Remembering Guwahati's Legendary Photographer Devi Ram Das or ‘Devi Petla’

01:08 PM Jun 27, 2020 | Barasha Das

GUWAHATI:  Let’s talk about a prominent personality of Guwahati who is virtually forgotten today.

Today, with smart phones and DSLRs in hand, everyone is a superb cameraman. People clicking around and others roaming about with fancy cameras is a regular sight in Guwahati. 

But Guwahati can boast of one photographer who was a true big name way back around mid 1900. You might not have heard of Devi Ram Das. Or have you?

Well, Das was so good at his work that he even got an invitation from the last British Viceroy of India, Lord Mountbatten. 

Devi Ram Das, as the older generation of Guwahati fondly recalls him, could be recognised by his trademark golf cap and his box camera that he balanced on his big fat belly even as it hung from his neck, roaming across Guwahati on his bicycle. He was popularly known as ‘Devi Petla’.

Hari Das, his son fondly remembers his father’s love for photography, “My dad was born on 1st August, 1900. Our home is at Barpetiapara, Panbazar (exactly at one corner of the crossroad between Danish Road and Dr. JC Das Road. There was a studio named Ruby Art House in Panbazar. My father probably caught the interest from there.” 
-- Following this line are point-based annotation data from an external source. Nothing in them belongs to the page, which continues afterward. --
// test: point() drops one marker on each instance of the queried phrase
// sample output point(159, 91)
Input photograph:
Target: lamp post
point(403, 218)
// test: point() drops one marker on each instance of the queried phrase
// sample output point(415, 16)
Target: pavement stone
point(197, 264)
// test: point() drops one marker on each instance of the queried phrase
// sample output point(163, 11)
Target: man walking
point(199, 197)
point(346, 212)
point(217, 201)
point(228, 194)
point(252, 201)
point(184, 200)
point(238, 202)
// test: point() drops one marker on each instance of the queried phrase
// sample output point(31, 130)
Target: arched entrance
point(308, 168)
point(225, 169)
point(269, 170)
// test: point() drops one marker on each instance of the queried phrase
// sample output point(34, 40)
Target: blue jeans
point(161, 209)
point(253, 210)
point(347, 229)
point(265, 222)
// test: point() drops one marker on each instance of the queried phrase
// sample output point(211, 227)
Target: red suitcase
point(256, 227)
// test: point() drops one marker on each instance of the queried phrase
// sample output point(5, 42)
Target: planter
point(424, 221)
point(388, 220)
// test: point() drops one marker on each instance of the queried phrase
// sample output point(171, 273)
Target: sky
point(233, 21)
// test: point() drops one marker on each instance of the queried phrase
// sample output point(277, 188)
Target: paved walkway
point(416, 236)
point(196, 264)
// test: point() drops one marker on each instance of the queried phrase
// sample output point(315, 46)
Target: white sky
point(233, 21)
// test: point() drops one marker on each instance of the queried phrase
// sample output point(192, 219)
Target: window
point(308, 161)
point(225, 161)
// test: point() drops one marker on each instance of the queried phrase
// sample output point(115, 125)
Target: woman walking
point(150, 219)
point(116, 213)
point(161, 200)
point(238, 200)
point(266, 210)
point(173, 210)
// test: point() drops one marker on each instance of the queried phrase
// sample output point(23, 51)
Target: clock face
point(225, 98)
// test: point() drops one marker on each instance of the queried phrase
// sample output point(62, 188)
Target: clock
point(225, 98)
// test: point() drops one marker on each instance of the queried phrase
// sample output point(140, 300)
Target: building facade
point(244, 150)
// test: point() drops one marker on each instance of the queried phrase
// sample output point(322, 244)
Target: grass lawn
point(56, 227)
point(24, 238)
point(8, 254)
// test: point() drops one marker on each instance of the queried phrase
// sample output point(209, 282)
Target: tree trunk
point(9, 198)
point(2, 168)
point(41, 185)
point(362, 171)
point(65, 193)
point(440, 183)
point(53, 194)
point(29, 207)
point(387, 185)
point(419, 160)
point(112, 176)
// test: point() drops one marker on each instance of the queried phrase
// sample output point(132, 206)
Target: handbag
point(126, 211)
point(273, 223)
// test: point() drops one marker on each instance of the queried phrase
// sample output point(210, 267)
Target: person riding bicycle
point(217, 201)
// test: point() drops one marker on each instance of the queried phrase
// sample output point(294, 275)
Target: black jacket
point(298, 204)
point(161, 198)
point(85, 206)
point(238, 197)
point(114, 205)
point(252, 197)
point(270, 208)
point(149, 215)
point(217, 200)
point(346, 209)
Devi Ram Das was a self-taught photographer. At the age of 17, he took to photography professionally. He bought his first still photo camera from Kolkata. Reportedly, there was no shop in Assam then which sold such equipment. 

Guwahatians were so fond of him that Das was the one who got the maximum attention when he went to cover the football match between Maharana Club and Friends’ Union at Judges Field in 1946. Das took the only photograph of Shaheed Ranjit Borpujari after he was shot dead in 1969 at the Cotton College hostel. He was also the only civilian to click photos of Lord Mountbatten and his wife at Uzanbazar ghat and post the pictures all the way back to London after the latter went back from India. Das took pride in the fact that he was sent an appreciation letter and an invitation to meet the last viceroy whenever he visited London; he would carry the letter around to show anyone who cared.

Apart from photography, Devi Ram was an eminent actor who played important parts in movies like Bhakta Prahlad, Maniram Dewan, Lachit Borphukan and Loti Ghoti.